Agus S Djamil dalam buku Al-Qur’an dan
Lautan memuja
kondisi ini. Bahwa Indonesia
memiliki kombinasi dua potensi khas,
yaitu penduduk muslim terbesar di jagat (190 juta) dan negara kepulauan terluas
di muka bumi, 80 lautan dengan 18.108 pulau.

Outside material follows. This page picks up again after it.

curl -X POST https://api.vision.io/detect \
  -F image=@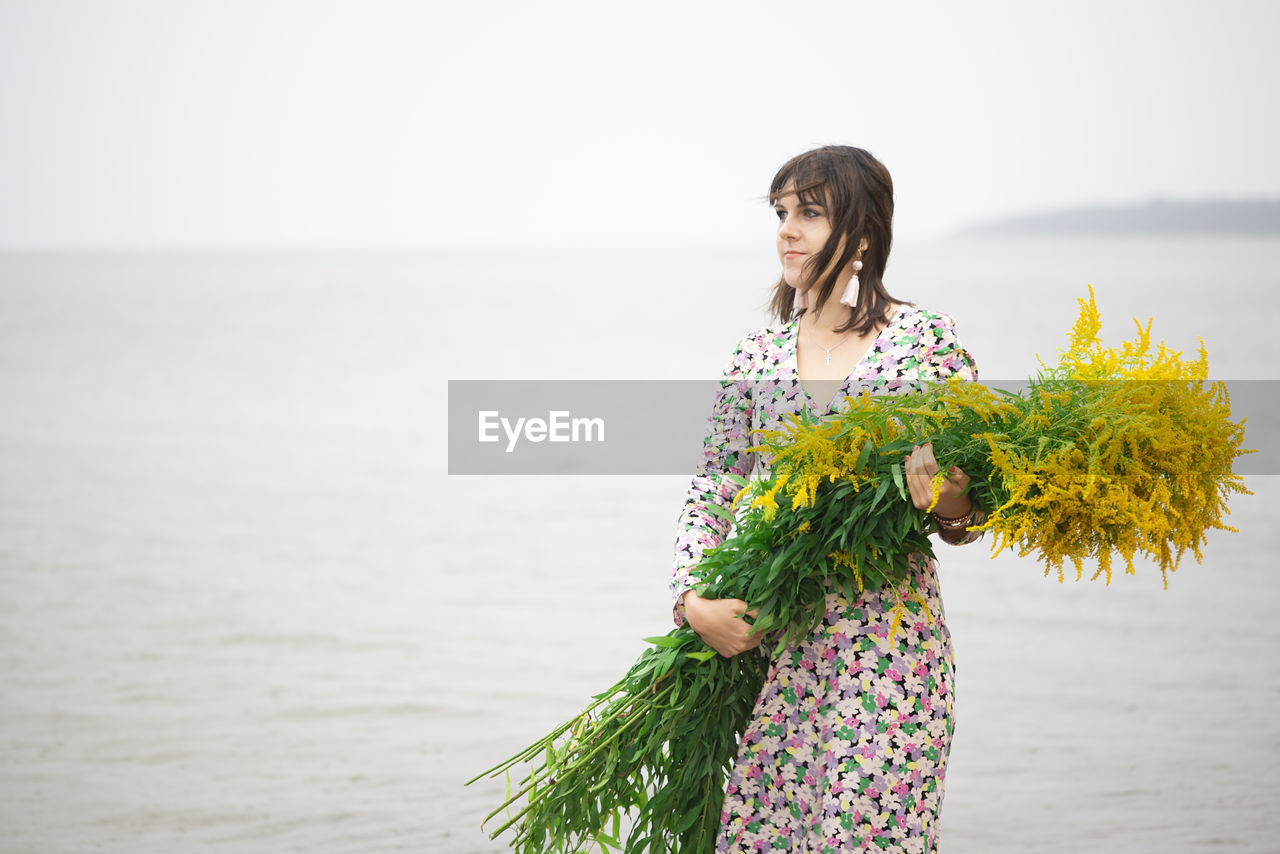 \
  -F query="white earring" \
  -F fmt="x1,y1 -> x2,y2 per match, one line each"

Keberlimpahruahan air yang
ada, mengharuskan untuk selalu bersyukur. Dari sisi teologi, banyak kalam ilahi yang menjelaskan
tentang kebermanfaatan air. Sebagaimana dalam Surat Ibrahim (14) ayat 32. Disebutkan, Allah menurunkan air hujan dari langit kemudian mengeluarkan
(dengan air hujan) itu dengan berbagai buah-buahaan. Buah-buahan itulah sebagai
rizki kita. Lantas apa yang harus kita lakukan, ketika sang Kholiq telah
memberi fasilitas yang begitu besar? Tugas kita adalah memanfatkannya sebaik
mungkin apa yang ada di bumi pertiwi.
Tapi air kerap
bersahabat. Tragedi Tusnami yang melanda Aceh, 26 Desember 2004 lalu menjadi bukti bahwa air tidak hanya
menghidupkan tetapi memusnahkan. Tsunami yang menghantam rakyat Aceh setidaknya
memberi pelajaran untuk tidak terlena terhadap pemberian Tuhan. Pemanfaatan
sumber daya adalah keniscayaan. Pemanfaatan, bukan mengeksploitasi berlebihan.
Air adalah
anugrah sekaligus petaka. Penyair
Ismaiil Marzuki
merangkumnya dalam syair yang kerap kita
nyanyikan kita
duduk di bangku sekolah dasar, dengan
mengenakan seragam merah putih. Simaklah:
“Kulihat ibu pertiwi/ Sedang bersusah hati/ Air matamu berlinang/ Mas intanmu terkenang/ Hutan gunung sawah lautan/ Simpanan kekayaan/ Kini ibu sedang lara/Merintih dan berdoa/”
Syair tersebut mengandung makna
tersirat bahwa kekayaan Indonesia ada di setiap tempat. hutan, gunung, sawah
lautan. Dan tempat-tempat tersebut tak pernah nihil akan air. Sejatinya begitu. Di sisi lain, air menjadi
simbol kepedihan sebuah negara yang tengah dalam kondisi kesusahan. Bisa jadi,
Ismail Marzuqi menggambarkan kondisi air di negeri ini dengan air juga.
Buktinya, berbagai media baik cetak maupun elektronik
mengabarkan bahwa kekeringan melanda sejumlah desa Jawa Tengah akhir-akhir ini.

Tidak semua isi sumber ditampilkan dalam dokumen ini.